Ne yazık ki, bu abukluklara inanan binlerce insan var.  Cehalet baskın olunca insanlar öz ve manaya bakmak yerine her şeyi şekilde arıyor. Bir çok insan peşinden gittiği insanların -ahlakına, istikametine- bakmak yerine şekline bakıyor. Bir sarığın, bir cübbenin yahut bir tutam sakalın peşinden gidiyor. Dini, kişinin davranışlarında, ahlakında aramak yerine şeklinde arıyor. Böyle olunca da tabiiyetinin kendine kazandırdığı hiç bir şey olmuyor.

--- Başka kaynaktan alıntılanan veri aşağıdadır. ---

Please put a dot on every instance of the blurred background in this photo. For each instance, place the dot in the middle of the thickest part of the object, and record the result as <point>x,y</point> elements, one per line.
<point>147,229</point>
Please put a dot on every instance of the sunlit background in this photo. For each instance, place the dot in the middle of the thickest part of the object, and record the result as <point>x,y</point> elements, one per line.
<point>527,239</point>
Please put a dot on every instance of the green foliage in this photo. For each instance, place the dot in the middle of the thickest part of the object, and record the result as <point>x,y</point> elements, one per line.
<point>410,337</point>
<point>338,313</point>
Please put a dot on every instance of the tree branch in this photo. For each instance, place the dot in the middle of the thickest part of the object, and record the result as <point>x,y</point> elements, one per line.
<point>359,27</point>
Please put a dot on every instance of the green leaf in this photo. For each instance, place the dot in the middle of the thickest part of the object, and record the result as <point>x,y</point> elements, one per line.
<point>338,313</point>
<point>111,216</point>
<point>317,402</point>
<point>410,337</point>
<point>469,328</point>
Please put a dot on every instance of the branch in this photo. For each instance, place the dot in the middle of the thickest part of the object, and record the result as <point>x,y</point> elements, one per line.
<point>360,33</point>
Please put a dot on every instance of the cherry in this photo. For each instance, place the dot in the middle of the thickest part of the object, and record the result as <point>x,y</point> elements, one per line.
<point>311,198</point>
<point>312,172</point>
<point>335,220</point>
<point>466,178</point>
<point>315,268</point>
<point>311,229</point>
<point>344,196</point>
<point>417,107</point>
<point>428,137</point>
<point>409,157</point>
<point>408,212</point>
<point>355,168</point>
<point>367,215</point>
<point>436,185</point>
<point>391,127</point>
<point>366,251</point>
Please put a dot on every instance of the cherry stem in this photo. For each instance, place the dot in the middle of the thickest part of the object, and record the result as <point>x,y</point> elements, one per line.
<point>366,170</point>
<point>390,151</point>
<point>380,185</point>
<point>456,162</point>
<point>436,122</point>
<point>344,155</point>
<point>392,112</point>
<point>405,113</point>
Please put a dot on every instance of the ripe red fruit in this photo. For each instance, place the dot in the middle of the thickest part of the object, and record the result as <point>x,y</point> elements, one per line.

Şah-ı Nakşibendi, " siz hiç keramet göstermiyorsunuz" diyenlere, istikametten büyük keramet mi olur demişti. Mevlana, "bütün cihanı araştırdım güzel ahlaktan daha üstün bir liyakat bulamadım,"  demişti. Onlar istikamet ehliydiler. Öyle oldukları için de ışıkları hala dünyamızı aydınlatıyor. Her biri bir kutup yıldızı gibi insanlığa yol göstermeye devam ediyor.  Onlar Kuran'dan ve Peygamberden aldıkları nurun yansıtıcısı oldular. Gönül ibreleri hiç bir zaman makam veya mansıba dönük  olmadı. Şimdi insanlara dini önderlik yaptığını iddia edenlerin çoğunun dünya hırsı açısından sokaktaki insanlardan farkı yok. Bir çoğu din kisvesi giyerek dünya malına koşuyor. Onun içindir ki binlerce olmalarına rağmen toplumu etkileyemiyorlar. Ağızları Allah diyor, yürekleri dünya diyor. Böyle olunca da kimseye ahlak öğretemiyorlar. Esas sorunumuz da bu din tacirleridir.